Menurut Stanley dan Danko, gaji saja tidak bisa membuat seseorang menjadi kaya. Gaji yang tinggi tentu membantu membangun kekayaan, namun orang yang mandiri secara finansial memandang gaji mereka sebagai alat untuk mencapai tujuan, yaitu meningkatkan uang.

"Orang kaya tidak menghabiskan uang mereka untuk pembelian yang bebas," kata Pam Danziger, pendiri Unity Marketing, firma penelitian pasar yang berspesialisasi dalam barang-barang mewah. "Mereka jadi kaya dengan memaksimalkan nilai investasi mereka."
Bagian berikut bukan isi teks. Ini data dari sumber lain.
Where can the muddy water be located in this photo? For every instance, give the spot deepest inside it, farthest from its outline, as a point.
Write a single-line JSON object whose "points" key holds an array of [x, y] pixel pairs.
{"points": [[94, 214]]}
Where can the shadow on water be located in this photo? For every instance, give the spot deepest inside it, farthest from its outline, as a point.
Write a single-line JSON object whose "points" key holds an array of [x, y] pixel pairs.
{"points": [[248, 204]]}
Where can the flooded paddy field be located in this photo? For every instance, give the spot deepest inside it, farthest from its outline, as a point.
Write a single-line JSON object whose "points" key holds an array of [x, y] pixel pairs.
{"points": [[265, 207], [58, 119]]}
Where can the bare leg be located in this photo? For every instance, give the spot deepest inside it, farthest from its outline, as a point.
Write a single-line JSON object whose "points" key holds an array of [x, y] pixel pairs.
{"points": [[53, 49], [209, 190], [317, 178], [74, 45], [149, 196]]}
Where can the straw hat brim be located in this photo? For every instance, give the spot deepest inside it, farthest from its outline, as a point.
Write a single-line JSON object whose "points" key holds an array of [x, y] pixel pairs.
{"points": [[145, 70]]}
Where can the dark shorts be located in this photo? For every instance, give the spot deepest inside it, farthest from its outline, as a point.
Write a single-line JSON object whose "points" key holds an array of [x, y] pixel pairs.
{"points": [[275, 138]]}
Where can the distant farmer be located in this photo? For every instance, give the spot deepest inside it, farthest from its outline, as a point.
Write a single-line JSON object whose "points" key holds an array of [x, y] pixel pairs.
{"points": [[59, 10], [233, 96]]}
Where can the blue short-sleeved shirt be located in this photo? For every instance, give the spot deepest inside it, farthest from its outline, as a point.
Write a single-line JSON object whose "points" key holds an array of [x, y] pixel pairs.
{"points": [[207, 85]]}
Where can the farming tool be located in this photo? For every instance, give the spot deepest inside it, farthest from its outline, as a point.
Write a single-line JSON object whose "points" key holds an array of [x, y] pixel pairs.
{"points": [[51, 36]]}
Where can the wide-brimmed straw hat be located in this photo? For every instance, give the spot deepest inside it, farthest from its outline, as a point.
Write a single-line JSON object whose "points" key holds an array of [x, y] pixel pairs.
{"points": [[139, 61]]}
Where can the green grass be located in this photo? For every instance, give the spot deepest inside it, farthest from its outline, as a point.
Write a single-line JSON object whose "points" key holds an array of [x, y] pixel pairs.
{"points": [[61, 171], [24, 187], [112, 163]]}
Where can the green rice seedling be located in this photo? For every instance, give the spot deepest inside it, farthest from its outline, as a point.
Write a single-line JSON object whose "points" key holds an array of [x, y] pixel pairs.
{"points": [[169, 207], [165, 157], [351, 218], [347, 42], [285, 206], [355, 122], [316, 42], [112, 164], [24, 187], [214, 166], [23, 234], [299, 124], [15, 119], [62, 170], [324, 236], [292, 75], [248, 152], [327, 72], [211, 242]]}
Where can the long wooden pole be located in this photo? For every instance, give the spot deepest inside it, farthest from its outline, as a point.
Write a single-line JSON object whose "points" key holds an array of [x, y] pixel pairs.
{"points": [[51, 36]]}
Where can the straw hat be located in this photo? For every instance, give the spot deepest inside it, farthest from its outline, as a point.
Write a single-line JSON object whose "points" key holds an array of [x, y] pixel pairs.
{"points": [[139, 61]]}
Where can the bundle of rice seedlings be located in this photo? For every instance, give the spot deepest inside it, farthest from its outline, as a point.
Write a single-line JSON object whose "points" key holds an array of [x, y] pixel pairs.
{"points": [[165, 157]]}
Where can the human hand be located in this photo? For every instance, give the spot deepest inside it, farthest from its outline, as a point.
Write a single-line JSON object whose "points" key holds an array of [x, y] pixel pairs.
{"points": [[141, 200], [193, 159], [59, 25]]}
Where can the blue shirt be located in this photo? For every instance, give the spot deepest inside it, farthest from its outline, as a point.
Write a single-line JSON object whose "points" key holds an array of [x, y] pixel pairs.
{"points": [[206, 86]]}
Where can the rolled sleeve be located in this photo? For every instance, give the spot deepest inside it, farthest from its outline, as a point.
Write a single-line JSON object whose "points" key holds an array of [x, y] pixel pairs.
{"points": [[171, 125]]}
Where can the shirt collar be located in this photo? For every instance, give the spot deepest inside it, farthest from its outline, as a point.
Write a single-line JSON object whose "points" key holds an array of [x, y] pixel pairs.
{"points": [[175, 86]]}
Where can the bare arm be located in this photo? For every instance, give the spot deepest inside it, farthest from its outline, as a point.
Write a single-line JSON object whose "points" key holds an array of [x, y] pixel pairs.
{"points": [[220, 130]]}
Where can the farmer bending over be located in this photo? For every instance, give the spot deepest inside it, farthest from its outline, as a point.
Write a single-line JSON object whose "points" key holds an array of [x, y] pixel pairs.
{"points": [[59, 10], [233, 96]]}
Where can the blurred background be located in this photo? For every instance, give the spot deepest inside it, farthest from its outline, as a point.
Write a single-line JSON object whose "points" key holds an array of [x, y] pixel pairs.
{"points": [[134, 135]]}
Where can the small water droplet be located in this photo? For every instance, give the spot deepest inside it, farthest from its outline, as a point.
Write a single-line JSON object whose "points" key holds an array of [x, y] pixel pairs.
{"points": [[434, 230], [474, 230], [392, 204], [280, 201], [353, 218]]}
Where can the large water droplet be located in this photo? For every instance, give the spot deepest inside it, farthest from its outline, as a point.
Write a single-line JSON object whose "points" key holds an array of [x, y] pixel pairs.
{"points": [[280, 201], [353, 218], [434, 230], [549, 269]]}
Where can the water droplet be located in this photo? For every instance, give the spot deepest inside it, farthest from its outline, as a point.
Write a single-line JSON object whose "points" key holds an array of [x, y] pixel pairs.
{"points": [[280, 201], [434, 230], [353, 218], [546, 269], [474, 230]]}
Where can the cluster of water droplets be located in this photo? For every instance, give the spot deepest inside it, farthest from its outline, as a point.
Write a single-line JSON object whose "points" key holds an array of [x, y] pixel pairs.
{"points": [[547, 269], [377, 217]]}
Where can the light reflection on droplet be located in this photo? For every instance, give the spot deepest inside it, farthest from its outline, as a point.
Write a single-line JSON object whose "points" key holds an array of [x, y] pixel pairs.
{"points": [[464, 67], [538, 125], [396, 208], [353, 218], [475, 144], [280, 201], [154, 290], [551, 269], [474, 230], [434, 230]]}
Tentu, mereka juga masih menggunakan uangnya untuk membeli pakaian atau sepatu bermerek, tetapi hal itu dilakukan dengan penuh pertimbangan. Membeli pun lebih dilakukan karena nilai dan kualitasnya. "Mereka sangat menganggap berbelanja sebagai investasi, bukan pengeluran," tambahnya.

Perbedaan terbesar antara orang yang memiliki uang dan orang yang ingin punya uang adalah, bagaimana mereka membayar barang yang dibeli. Milyuner cenderung membeli secara tunai, tak peduli meski itu mobil, rumah, atau kapal pesiar. Hal ini mungkin sulit dilakukan oleh orang-orang yang masih menerima gaji rata-rata, tapi intinya sama: jangan berutang untuk membiayai gaya hidup Anda.

Mereka juga membuat perencanaan yang rapi, dan menghabiskan banyak waktu untuk itu. Banyak dari mereka yang menabung atau berinvestasi secara kompulsif, dan menganggap perjalanan menuju kekayaan itu jauh lebih menyenangkan daripada ketika mencapai tujuan tersebut.

Mereka sabar, dan bersedia berinvestasi untuk jangka panjang. Hal ini dilakukan karena mereka berusaha mandiri secara finansial. Ketika pensiun nanti, banyak dari mereka yang tahu persis berapa yang mereka butuhkan untuk melanjutkan hidup, untuk menyumbang, dan meninggalkan warisan.

Leslie Lassiter, direktur pelaksana JPMorgan Private Wealth Management, juga mengatakan, orang-orang kaya sangat mengerti berapa banyak likuidasi yang mereka butuhkan untuk menutup pengeluaran, dan memastikan mereka masih punya banyak uang tunai. "Seharusnya, itu juga dilakukan oleh rata-rata orang," katanya.